March overview

  • Currently 78% of the Goulburn Murray Valley’s (GMV) fruit fly population is located in urban sites (down from 88% in January 2020).
  • As daily temperatures drop, conditions become ideal for Queensland Fruit Fly (QFF) to mate and lay eggs.
  • Eggs laid during February will become a new generation of pest fruit flies in early March and attack autumn fruit and fruiting vegetable crops.
  • New generations may spread from urban areas, through peri-urban sites and into commercial crops.
  • Action now will cut the next fruit fly generation and increase future home garden productivity.

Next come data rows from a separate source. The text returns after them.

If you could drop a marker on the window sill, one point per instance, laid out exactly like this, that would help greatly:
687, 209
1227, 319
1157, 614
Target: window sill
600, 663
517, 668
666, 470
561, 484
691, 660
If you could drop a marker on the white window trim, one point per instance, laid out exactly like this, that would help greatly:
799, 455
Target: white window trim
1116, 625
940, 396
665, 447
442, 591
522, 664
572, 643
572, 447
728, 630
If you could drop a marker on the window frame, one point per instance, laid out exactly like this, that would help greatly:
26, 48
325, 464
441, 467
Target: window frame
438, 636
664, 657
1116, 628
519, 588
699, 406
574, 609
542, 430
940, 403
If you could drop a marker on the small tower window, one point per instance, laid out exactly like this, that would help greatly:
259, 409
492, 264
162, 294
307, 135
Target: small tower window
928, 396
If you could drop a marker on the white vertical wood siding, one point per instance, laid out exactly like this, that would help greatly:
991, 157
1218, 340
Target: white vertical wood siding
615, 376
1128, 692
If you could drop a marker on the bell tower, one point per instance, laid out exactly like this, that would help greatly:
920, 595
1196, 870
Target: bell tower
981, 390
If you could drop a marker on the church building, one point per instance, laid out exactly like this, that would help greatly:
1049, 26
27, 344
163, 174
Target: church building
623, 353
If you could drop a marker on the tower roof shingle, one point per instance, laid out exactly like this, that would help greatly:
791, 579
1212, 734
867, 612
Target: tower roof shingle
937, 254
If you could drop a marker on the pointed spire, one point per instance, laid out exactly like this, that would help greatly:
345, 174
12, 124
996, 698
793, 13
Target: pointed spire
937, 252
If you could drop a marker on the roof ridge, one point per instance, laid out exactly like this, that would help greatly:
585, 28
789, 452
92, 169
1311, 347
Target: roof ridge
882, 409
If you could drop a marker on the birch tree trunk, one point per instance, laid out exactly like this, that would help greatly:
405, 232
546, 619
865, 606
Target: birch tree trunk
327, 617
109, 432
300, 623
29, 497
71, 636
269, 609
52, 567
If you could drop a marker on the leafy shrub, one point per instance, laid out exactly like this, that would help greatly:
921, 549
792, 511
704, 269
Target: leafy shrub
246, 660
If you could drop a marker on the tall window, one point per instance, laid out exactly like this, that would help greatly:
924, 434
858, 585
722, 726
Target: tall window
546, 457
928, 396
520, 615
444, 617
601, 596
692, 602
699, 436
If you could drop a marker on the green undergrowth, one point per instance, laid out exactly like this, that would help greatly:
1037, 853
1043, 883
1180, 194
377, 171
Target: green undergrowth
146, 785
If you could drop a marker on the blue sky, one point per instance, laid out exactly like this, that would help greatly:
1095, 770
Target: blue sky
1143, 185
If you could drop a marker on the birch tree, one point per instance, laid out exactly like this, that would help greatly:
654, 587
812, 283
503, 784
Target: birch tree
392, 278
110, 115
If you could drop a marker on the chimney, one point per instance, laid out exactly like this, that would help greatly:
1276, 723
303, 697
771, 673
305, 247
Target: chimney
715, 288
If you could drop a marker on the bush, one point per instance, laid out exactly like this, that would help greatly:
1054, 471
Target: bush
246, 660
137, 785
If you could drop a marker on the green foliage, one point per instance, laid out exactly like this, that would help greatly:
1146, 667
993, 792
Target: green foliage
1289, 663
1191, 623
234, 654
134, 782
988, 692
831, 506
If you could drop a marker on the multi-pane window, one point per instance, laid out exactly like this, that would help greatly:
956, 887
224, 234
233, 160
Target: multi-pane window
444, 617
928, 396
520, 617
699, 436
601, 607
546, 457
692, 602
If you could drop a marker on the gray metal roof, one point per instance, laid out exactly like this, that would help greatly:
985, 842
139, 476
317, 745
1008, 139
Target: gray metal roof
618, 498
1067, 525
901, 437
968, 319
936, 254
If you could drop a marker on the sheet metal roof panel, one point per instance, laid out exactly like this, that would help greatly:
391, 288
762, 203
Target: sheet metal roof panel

Removal and the correct disposal of unwanted fruit; removal of unwanted trees; the use of fruit fly baits, netting and traps; together with monitoring ripening fruit for sting marks in home gardens, untended areas, council and Crown land, roadsides, riverbanks and business sites are necessary actions.

Potential hotspots

Potential fruit fly hotspots have been identified in the following urban areas:

Barooga Euroa Shepparton
Cobram Kyabram Violet Town
Echuca Merrigum Yarrawonga

These sites are of moderate concern for potential hotspot status and community members with gardens and orchards in these areas should take precautions to reduce the ability of QFF to infest fruit and survive the autumn period.

Autumn outlook

If QFF populations follow typical trends, numbers trapped in urban locations across the GMV will remain relatively unchanged in early March and decline slightly in April, before a major drop is experienced in May. It is at this time that it appears QFF migrate from urban areas to commercial orchards.

Action required

Home gardeners and community members should be on the look-out for increased QFF activity. Simple tasks to undertake to help reduce the spread include:

  1. Regularly check monitoring traps.
  2. Check ripe or ripening fruit for sting marks and/or larval infestations.
  3. Pick up fallen and unwanted fruit, place it in sealed garbage bags and leave it in the sun for a week. You may then safely dispose of it in the garbage or bury it.
  4. Apply netting to high risk trees and plants.
  5. Consider free removal of your unwanted fruit trees. Apply at your local council.
  6. Let your neighbours know if you experience a QFF build-up.